There's one Italian cheese that I am seriously falling in the love with though, and that's Provola.
This semi-hard cheese can be found all over Italy, but was originally manufactured in the southern regions. It comes in all different shapes and sizes, but around these parts I usually see it in big ball shapes. If you pick up one of the bigger ones, the name given to it is usually Provolone, wheras the smaller ones are simply Provola.
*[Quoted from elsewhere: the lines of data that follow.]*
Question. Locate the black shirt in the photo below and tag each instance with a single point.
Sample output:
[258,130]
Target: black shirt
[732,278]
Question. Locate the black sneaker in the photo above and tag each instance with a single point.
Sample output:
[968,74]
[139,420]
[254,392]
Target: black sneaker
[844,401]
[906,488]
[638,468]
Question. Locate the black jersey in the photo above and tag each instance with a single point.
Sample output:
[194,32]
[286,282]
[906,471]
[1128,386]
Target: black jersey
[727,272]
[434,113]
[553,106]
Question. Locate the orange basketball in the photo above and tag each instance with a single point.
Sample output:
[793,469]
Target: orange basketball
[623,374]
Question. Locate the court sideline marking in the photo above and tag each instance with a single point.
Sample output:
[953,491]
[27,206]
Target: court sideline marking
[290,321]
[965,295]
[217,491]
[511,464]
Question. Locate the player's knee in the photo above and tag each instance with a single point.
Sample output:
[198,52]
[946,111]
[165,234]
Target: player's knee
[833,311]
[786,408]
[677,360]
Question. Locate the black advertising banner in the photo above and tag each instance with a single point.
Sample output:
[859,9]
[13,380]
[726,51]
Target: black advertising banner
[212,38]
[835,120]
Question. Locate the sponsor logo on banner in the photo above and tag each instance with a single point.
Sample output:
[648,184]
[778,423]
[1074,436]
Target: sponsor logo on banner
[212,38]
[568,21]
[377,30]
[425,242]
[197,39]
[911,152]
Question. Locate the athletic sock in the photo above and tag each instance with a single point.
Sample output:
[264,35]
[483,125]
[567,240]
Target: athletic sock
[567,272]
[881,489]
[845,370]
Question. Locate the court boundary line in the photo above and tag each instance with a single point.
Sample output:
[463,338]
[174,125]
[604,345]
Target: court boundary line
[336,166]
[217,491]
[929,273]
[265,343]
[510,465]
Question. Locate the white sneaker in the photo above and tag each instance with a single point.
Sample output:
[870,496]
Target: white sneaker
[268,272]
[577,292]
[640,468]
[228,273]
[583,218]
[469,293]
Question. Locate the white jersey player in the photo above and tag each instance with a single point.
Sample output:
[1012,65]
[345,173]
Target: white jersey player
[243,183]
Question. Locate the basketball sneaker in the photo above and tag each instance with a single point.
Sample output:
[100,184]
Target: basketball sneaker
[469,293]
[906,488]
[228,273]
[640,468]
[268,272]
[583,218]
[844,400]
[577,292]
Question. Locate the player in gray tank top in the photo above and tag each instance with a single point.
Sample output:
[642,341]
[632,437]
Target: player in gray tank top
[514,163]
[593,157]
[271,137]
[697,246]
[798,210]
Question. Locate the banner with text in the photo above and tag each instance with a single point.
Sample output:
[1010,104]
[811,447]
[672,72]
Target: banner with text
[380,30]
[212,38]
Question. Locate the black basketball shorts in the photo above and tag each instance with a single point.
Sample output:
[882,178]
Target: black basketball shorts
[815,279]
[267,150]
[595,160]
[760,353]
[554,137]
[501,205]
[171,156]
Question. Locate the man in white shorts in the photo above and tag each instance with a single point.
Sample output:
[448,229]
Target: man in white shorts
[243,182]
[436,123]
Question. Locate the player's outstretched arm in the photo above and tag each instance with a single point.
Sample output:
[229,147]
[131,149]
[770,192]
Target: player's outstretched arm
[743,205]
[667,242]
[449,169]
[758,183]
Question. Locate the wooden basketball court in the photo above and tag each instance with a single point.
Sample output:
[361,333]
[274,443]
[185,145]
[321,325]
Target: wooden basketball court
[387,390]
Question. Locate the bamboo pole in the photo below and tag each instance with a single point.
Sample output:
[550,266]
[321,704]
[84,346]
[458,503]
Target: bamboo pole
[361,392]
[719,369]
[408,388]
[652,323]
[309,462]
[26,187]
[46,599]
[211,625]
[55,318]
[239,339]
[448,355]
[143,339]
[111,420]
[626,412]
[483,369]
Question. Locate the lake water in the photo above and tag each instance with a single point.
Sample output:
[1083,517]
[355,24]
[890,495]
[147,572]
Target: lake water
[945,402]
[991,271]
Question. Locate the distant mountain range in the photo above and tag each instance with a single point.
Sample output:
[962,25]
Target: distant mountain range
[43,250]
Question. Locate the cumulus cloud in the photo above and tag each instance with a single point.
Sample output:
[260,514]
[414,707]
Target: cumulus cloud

Made from full-fat cow's milk, it's definitely not the healthiest option, but it's really rather tasty. You can get it smoked (affumicata) or plain, but I find the smoked one is a bit more flavoursome. In my opinion, the best way to eat almost any cheese here, is on its own. Not in a sandwich, not on top of pasta...but in a nice little chunk on its own. Yep, even with Parmasan; don't be so hasty in grating it directly onto your pasta dish. Cut of a piece first and sample the amazing flavour.
Here's some smoked Provola that I picked up yesterday:
Are you a cheese fiend like me? What's your favourite?
Cheese is definitely a bigger part of life now that we live in Italy. You can't ignore the huge selections everywhere. Pecorino Romano is my latest favorite. It is an important ingredient for so many classic pasta dishes and it is awesome straight up with wine.